Dans le même temps, et des profondeurs de la case ronde, des voix s’élèvent pour affirmer de façon péremptoire que le chef de l’Etat rempilera pour un quatrième mandat en 2025. Ces personnes aux voix enrouées comme venant d’outre-tombe, entrent en extase et rient à gorge déployé, pris dans une jubilation jouissive, parce que le président Laurent Gbagbo ne figure pas sur la liste électorale.
Cette perspective d’élimination d’un adversaire redoutable et redouté, donne l’assurance à ces tenants de la case ronde, que rien ne peut leur arriver dans leur volonté de confiscation du pouvoir. Sûrs de leur fait, fondé sur une condamnation à 20 ans de prison de l’ancien président dans une parodie de procès, c’est maintenant que les militants du Rhdp, découvrent que « la loi doit s’appliquer dans toute sa rigueur », et les citoyens se doivent de respecter les décisions émanant de nos institutions. Se sont-ils interrogés sur ce qui peut advenir comme réaction face à cette décision ?
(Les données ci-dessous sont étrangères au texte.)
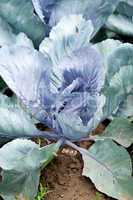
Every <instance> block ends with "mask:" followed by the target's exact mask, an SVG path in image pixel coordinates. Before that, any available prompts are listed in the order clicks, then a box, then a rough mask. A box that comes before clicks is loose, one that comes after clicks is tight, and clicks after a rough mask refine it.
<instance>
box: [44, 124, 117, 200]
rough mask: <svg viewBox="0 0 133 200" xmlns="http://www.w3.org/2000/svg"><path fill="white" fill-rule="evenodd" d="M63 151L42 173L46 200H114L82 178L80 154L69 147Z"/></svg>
mask: <svg viewBox="0 0 133 200" xmlns="http://www.w3.org/2000/svg"><path fill="white" fill-rule="evenodd" d="M108 124H109V122H108V121H105V123H104V124H101V125H100V126H99V127H98V128H97V129H96V130H95V132H94V134H95V133H96V134H99V133H101V132H102V131H103V130H104V128H105V126H107V125H108ZM91 144H92V143H90V142H82V143H81V144H80V146H82V147H84V148H88V147H89V146H90V145H91ZM63 150H64V151H63ZM63 150H62V151H60V152H59V154H58V157H56V158H55V159H54V160H53V161H52V163H50V164H49V165H48V166H47V168H46V169H45V170H44V171H43V172H42V176H41V180H42V182H43V183H44V184H45V185H46V187H47V190H48V192H47V195H46V197H45V198H44V199H45V200H114V199H112V198H110V197H107V196H106V195H104V194H102V193H99V192H98V191H97V190H96V189H95V186H94V184H93V183H92V182H91V180H90V179H89V178H86V177H83V176H82V168H83V162H82V158H81V156H80V154H79V153H76V152H74V150H72V149H71V148H69V147H65V148H64V149H63ZM71 152H72V153H71Z"/></svg>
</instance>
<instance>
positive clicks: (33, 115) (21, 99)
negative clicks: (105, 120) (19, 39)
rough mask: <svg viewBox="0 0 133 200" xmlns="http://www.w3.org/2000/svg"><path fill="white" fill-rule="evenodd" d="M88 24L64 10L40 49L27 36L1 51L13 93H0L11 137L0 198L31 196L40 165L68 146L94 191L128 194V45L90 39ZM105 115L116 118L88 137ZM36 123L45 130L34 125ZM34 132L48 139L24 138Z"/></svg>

Ils ne se posent pas cette question. Certains qu’ils sont, d’avoir avec eux la violence de l’Etat pour venir à bout de toute velléité de protestation. Mais les Ivoiriens aspirent à autre chose que les sempiternelles violences liées aux élections depuis 2011. Il urge pour ce faire, que le chef de l’Etat qui dispose de tous les leviers de l’Etat pour rendre opérantes toutes les recommandations et toutes les conclusions des différentes sessions du dialogue politique, s’attèle à créer une atmosphère apaisée pour sauvegarder des vies humaines.
« Les Ivoiriens souhaitent que le chef de l’Etat soit animé de ce même souci, pour prendre les décisions idoines et renvoyer l’ascenseur à Gbagbo »
Nul ne peut s’offusquer que la loi soit appliquée dans toute sa rigueur. Mais en même temps, on ne peut oublier qu’en 2010, une décision politique a été prise pour contourner des difficultés liées à l’application de notre loi fondamentale qui rendait Alassane Ouattara inéligible. Ainsi, alors qu’en 1995, l’actuel chef de l’Etat, alors dans l’opposition avait déclaré ne pas pouvoir faire acte de candidature à l’élection présidentielle de cette année, parce que la Loi Fondamentale du pays ne le lui permettait pas, il a été candidat en 2010, malgré le fait que la constitution n’avait pas changé, du moins dans ses dispositions relatives aux conditions de candidature.
Pour surmonter l’obstacle, le président Gbagbo a dû user de l’article 48 pour rendre possible, la candidature de M. Ouattara, en dépit des dispositions de la constitution. Cette candidature à titre exceptionnel en 2010, puis dérivée en 2015 avant le passage en force de 2020, aurait-elle pu être possible si la loi avait été appliquée dans toute sa rigueur ?
C’est un fait historique qu’on ne peut pas occulter, encore moins balayer du revers de la main. Une décision politique a permis de contourner la loi, avec pour souci la préservation de la paix. Les Ivoiriens souhaitent que le chef de l’Etat soit animé de ce même souci, pour prendre les décisions idoines et renvoyer l’ascenseur à Gbagbo… Il faut donc savoir raison garder et tenir compte de ce précédent. Cela, dans l’intérêt de tous. Ainsi va le pays. Mais arrive le jour où l’ivraie sera séparée du vrai.